They were brought down to a population of 79 before being forcibly relocated to Xingu Indigenous Park, where they were met with aggression by the tribes previously located there. The tribe’s members were forced to move seven or eight times in their 20 years there — losing even more people to battles and famine. 

After much suffering, the Panará began their legal battle in 1991 to reclaim their land and make the government pay for their great suffering. In 1994 the tribe began talks with the National Indian Foundation (Fundação Nacional do Índio or FUNAI) and the Xingu Park leaders to return to their lands. Their previous lands were destroyed by loggers, cattle farms, crop farms and prospectors. However, there were 4,950 square kilometres of untainted forest along the Iriri River (their traditional lands). After two years they were returned to this land with the help of the Instituto Socioambiental (ISA) and FUNAI.

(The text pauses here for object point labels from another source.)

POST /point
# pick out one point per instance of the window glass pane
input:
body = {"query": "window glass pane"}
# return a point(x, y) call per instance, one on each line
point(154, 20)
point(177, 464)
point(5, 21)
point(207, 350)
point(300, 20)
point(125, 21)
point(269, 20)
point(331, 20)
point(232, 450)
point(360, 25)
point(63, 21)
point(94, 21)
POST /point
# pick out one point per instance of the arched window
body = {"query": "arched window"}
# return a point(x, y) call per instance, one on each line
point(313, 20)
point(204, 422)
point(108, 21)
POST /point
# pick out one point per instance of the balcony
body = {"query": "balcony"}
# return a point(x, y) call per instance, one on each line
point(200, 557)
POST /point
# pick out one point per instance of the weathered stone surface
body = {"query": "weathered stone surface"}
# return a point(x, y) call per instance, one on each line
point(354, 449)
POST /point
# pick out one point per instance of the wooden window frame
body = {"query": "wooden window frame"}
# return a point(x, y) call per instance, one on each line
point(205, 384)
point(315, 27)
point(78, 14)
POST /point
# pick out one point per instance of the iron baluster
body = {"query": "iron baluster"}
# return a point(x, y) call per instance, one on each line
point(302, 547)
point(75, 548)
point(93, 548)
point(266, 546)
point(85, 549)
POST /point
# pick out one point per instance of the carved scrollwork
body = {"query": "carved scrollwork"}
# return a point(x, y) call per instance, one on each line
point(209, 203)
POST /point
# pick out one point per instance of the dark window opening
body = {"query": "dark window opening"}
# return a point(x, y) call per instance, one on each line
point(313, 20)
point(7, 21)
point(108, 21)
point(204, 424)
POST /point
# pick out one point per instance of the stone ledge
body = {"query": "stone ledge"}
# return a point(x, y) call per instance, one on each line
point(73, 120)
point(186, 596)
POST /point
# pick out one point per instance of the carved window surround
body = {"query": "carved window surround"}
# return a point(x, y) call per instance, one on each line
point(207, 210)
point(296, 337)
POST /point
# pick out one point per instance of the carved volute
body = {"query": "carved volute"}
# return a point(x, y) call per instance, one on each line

Their five-year battle finally came to fruition, leading to written protection of their land which is now legally marked as indigenous land — meaning they have recognised ownership of it. However, this wasn’t the end of the court battle. They continued to fight for the government to make their plight right. As their suffering was more recent they had plenty of witnesses and evidence to aid their battle.

The Panará regained more than land and money. After being moved back to their land they saw a return of almost lost tribe traditions. They celebrate their survival and now live in relative peace, using newly returned land for hunting, gathering and farming. No major cases of flu have been witnessed in the community since whose numbers now exceeded 400.

This was the first case of an Amazonian tribe winning a lawsuit for damages, which opened the way for others. Most recent was the Ashaninka tribe [pictured in the headline] winning 20 million Brazilian Real ($3.4 million) from the Cameli family, whose timber company illegally deforested their lands.